Researchers from the Johns Hopkins University School of Medicine have developed a new magnetic resonance imaging technique that enables them to predict the prognosis for heart failure patients.
In a study published online in the Science Translational Medicine, the researchers, led by Robert Weiss, M.D., a cardiologist and professor of medicine at the Johns Hopkins, showed that energy metabolism within the heart, measured by MRI, is a significant predictor of clinical outcomes.
"It is difficult to predict which people with non-ischemic heart failure will do poorly and be at a higher risk of death," Weiss said in an announcement. "Having a more precise way to determine a patient's risk would enable us to identify high-risk people earlier and tailor their treatments more specifically. And with a new target--impaired energy metabolism--we can also open the door to developing and testing new therapies for heart failure."

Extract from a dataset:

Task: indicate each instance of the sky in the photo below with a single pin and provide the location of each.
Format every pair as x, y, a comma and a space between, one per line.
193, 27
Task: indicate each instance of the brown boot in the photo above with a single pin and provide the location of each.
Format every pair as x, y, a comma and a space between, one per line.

For the study, the researchers measured energy metabolism in the hearts of 58 patients using MR spectroscopy. They examined how ATP (adenosine triphosphate)--the energy that powers heart muscle cells--interacts with the enzyme creatine kinase (CK), which maintains a constant energy supply in the beat heart.
"We found that the rate of energy metabolism in heart muscle was significantly lower in those heart failure patients whose conditions got worse and needed hospitalization, implantation of a ventricular assist device or a heart transplant, or had died from their weakened heart," co-lead study author Paul Bottomley, a professor and director of the Division of Magnetic Resonance Research at the Johns Hopkins, said. "We believe that the rate of ATP delivery to the cells by CK can be used along with established methods to better predict heart failure events and improve the timing of intensive interventions for patients."
The researchers said this method of measuring heart metabolism could be used along with other determinants of risk to provide a more accurate prognosis in heart failure patients, which can help doctors plan a better course of treatment for those patients.